Angela Merkel in tricky coalition talks
German Chancellor Angela Merkel huddled with her party on Monday after winning a fourth term with a far weaker score, now facing the double headache of an emboldened nationalist Opposition party and thorny coalition talks ahead.
If the campaign was widely decried as boring, its outcome was a bombshell — a populist hard-right surge poached votes from Ms Merkel’s conservatives as well as the centre-left Social Democrats, handing both their worst results in decades.
“A nightmare victory for Merkel,” said Germany’s top-selling daily Bild. “The governing parties and the Chancellor squandered the people’s faith in them,” it said.
After 12 years in power and running on a promise of stability and economic strength, Ms Merkel’s CDU/CSU bloc scored 33 per cent, according to final results, against 20.5 per cent for the Social Democrats under challenger Martin Schulz, who pledged to go into the Opposition.

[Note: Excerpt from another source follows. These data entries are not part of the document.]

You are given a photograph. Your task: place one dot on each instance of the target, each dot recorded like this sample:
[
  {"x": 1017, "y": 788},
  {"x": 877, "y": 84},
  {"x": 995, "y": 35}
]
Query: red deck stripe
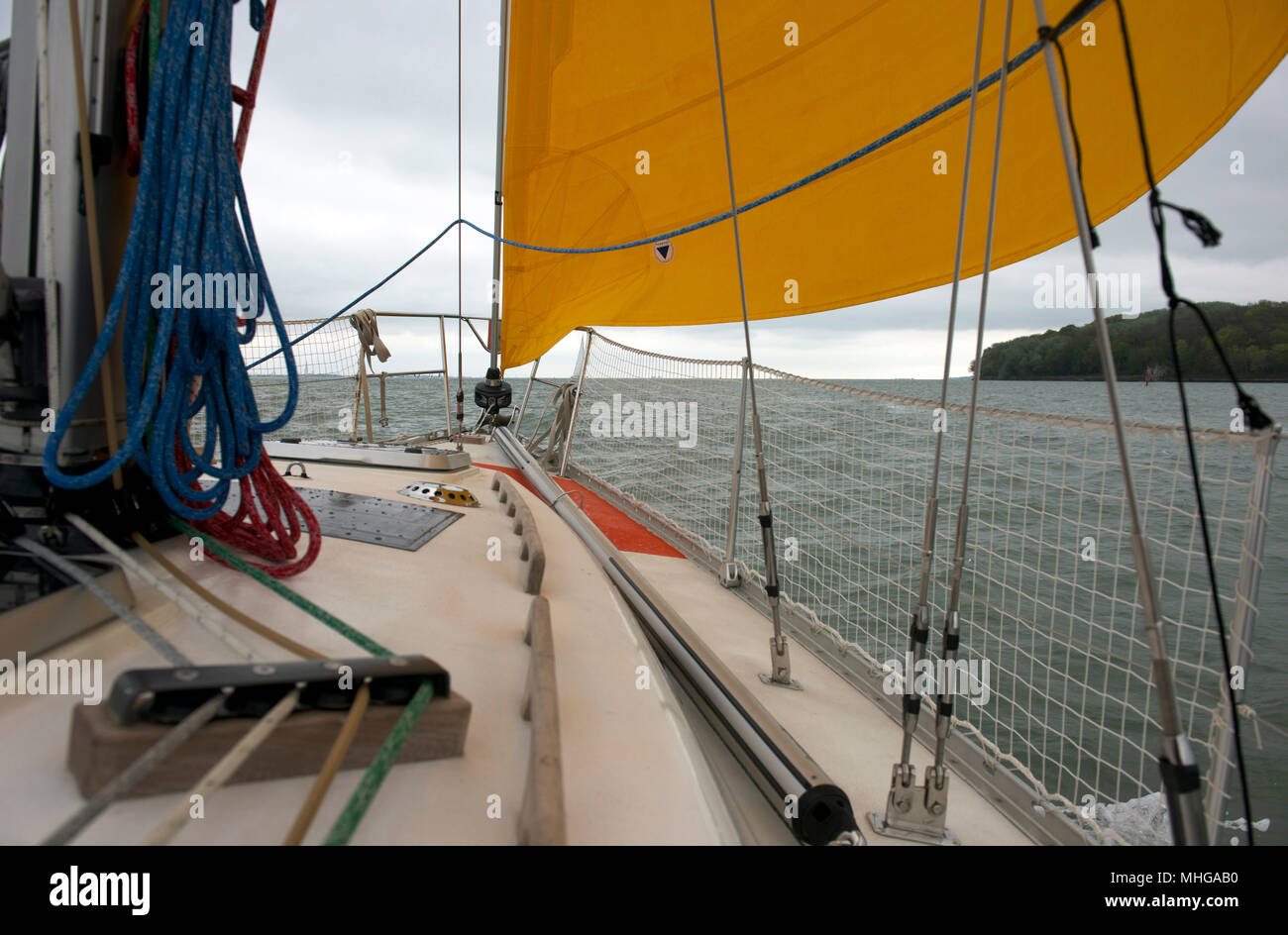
[{"x": 621, "y": 530}]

Ms Merkel’s biggest challenge is to convince two parties into allying with her — the FDP and the Green party — who not only intensely dislike one another but are both cautious of losing credibility with their voters, Guardian said.
The election marked a breakthrough for the anti-Islam AfD, which with 12.6 per cent became the third strongest party and vowed to “go after” Ms Merkel over her migrant and refugee policy.
But AfD’s success was hit by party infighting just hours the election results. The party’s co-chief Frauke Petry declaring she won’t join its Bundestag group.
Citing “dissent” with more hardline colleagues, Ms Petry dropped her bombshell at a press conference, catching other key AfD figures by surprise as she abruptly left the room. The spectacle put a spotlight on the tug-of-war within the party between radical and more moderate forces at the top.